For this to be a success, a few principles have to be non-negotiable.
The first principle is No Peanut Butter. The spending has to be concentrated. Christina quotes several people saying that the whole city should fund these programs. I agree with this argument, because I think it’s obvious that the neighborhoods benefit from a strong and vibrant downtown core. But is this a politically sustainable arrangement?
Some people are already talking about expanding the services to the neighborhoods. I would cautiously support funding specific projects outside the NID area, but I do think it sounds like a recipe for peanut butter.
If voters in the neighborhoods are seeing the funding mostly being concentrated downtown, aren’t they eventually going to try to overturn it? The most politically sustainable scenario is going to be downtown property owners paying for concentrated downtown programs. There’s no reason you couldn’t set up similar programs in the other neighborhoods, but you really need to constrain the area.
Another non-negotiable principle is that this needs to be dedicated funding. Paying for it out of the general fund leaves the programs vulnerable to budget cuts. Corporate sponsors could be an unstable source of revenue. Making businesses pay more would be politically unsustainable, and also unfair since residents would be reaping a windfall from increases in property value. That’s why it’s hard to understand Mike McFadden’s perspective on this:
“If I’m paying in, maybe there’s something the city can do for me, like giving me some ‘get out of jail’ cards for parking tickets. That wouldn’t cost anything (out of pocket),” he said. “If I’m paying out some money, I should get something in return.”
Actually, forgiving parking tickets would cost money. And what he’s getting in return is increased property value, because when the Ambassadors keep the downtown clean and the EMSI fixes the facades of blighted buildings, all the land downtown increases in value.
The best idea here is offsetting the NID tax with higher parking prices. This would create more turnover at metered spaces, and collect more money from tourists as well as residents. Contrary to some peoples’ suggestions, there’s not any evidence that small changes in parking prices would reduce downtown trips or hurt business. Other cities have succeeded in paying for downtown revitalization by raising parking prices. The more likely scenario is that a cleaner, less blighted downtown with more stores would attract many more people than the number that would be deterred by higher parking prices.
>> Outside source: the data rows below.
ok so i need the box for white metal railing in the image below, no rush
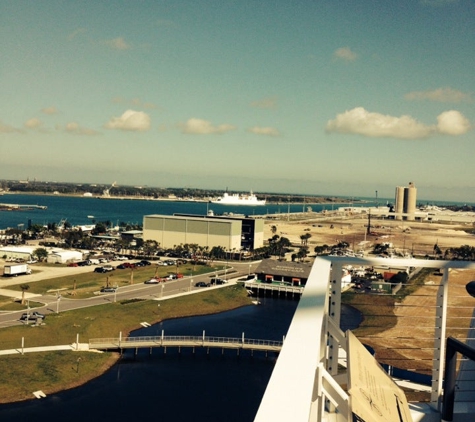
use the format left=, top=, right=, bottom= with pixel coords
left=254, top=257, right=475, bottom=422
left=89, top=334, right=283, bottom=349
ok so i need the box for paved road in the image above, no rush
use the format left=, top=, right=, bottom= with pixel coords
left=0, top=260, right=260, bottom=328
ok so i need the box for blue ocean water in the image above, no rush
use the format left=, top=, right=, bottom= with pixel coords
left=0, top=194, right=356, bottom=230
left=1, top=193, right=470, bottom=230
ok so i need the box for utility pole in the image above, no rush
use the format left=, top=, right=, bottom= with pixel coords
left=367, top=211, right=371, bottom=235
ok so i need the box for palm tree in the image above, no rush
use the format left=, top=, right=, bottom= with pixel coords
left=143, top=240, right=159, bottom=257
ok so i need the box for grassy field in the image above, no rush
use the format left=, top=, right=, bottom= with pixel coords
left=0, top=284, right=252, bottom=403
left=341, top=268, right=433, bottom=338
left=0, top=262, right=228, bottom=304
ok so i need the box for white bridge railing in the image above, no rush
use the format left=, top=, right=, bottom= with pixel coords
left=254, top=257, right=475, bottom=422
left=90, top=334, right=283, bottom=351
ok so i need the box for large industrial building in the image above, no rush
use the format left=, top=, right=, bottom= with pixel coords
left=143, top=213, right=264, bottom=251
left=394, top=182, right=417, bottom=221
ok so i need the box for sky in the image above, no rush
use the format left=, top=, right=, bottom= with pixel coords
left=1, top=0, right=474, bottom=202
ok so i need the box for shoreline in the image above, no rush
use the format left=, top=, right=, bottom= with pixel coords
left=0, top=292, right=254, bottom=405
left=1, top=190, right=361, bottom=206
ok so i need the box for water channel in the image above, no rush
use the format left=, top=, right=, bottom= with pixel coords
left=0, top=298, right=362, bottom=422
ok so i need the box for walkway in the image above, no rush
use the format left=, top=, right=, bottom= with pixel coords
left=0, top=342, right=89, bottom=356
left=89, top=335, right=282, bottom=353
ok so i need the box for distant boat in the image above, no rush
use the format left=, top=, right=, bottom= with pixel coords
left=210, top=191, right=266, bottom=206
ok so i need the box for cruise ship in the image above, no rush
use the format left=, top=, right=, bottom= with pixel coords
left=210, top=191, right=266, bottom=206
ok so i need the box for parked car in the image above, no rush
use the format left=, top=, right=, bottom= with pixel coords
left=102, top=265, right=114, bottom=272
left=117, top=263, right=134, bottom=269
left=144, top=278, right=160, bottom=284
left=139, top=260, right=151, bottom=266
left=210, top=278, right=226, bottom=285
left=67, top=262, right=78, bottom=267
left=77, top=260, right=90, bottom=266
left=100, top=286, right=117, bottom=293
left=195, top=281, right=210, bottom=287
left=20, top=311, right=45, bottom=321
left=94, top=267, right=108, bottom=273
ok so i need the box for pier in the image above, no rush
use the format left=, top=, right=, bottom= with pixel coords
left=89, top=333, right=283, bottom=355
left=0, top=203, right=47, bottom=210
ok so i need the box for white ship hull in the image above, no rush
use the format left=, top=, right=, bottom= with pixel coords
left=210, top=192, right=266, bottom=206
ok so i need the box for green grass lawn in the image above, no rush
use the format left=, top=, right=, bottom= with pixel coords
left=0, top=284, right=252, bottom=404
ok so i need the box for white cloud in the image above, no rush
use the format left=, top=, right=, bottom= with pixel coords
left=103, top=37, right=130, bottom=50
left=333, top=47, right=357, bottom=62
left=326, top=107, right=432, bottom=139
left=0, top=121, right=19, bottom=133
left=181, top=118, right=236, bottom=134
left=64, top=122, right=99, bottom=136
left=105, top=110, right=151, bottom=132
left=41, top=106, right=58, bottom=115
left=248, top=126, right=280, bottom=137
left=405, top=88, right=471, bottom=103
left=24, top=117, right=43, bottom=129
left=68, top=28, right=87, bottom=41
left=250, top=97, right=278, bottom=109
left=436, top=110, right=471, bottom=135
left=326, top=107, right=472, bottom=139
Other good options not mentioned would be taxes on bad things you want to see less of, like plastic bags or sugary drinks. Obviously these would be controversial, but they’re good taxes because the market distortions they produce are beneficial, and they raise money for worthwhile programs.
Taxes to control behavior.
How Progressive Liberal Democrat.
Neat-o!
When don't taxes impact behavior? if you have to tax anything, you might as well make it stuff you want less of.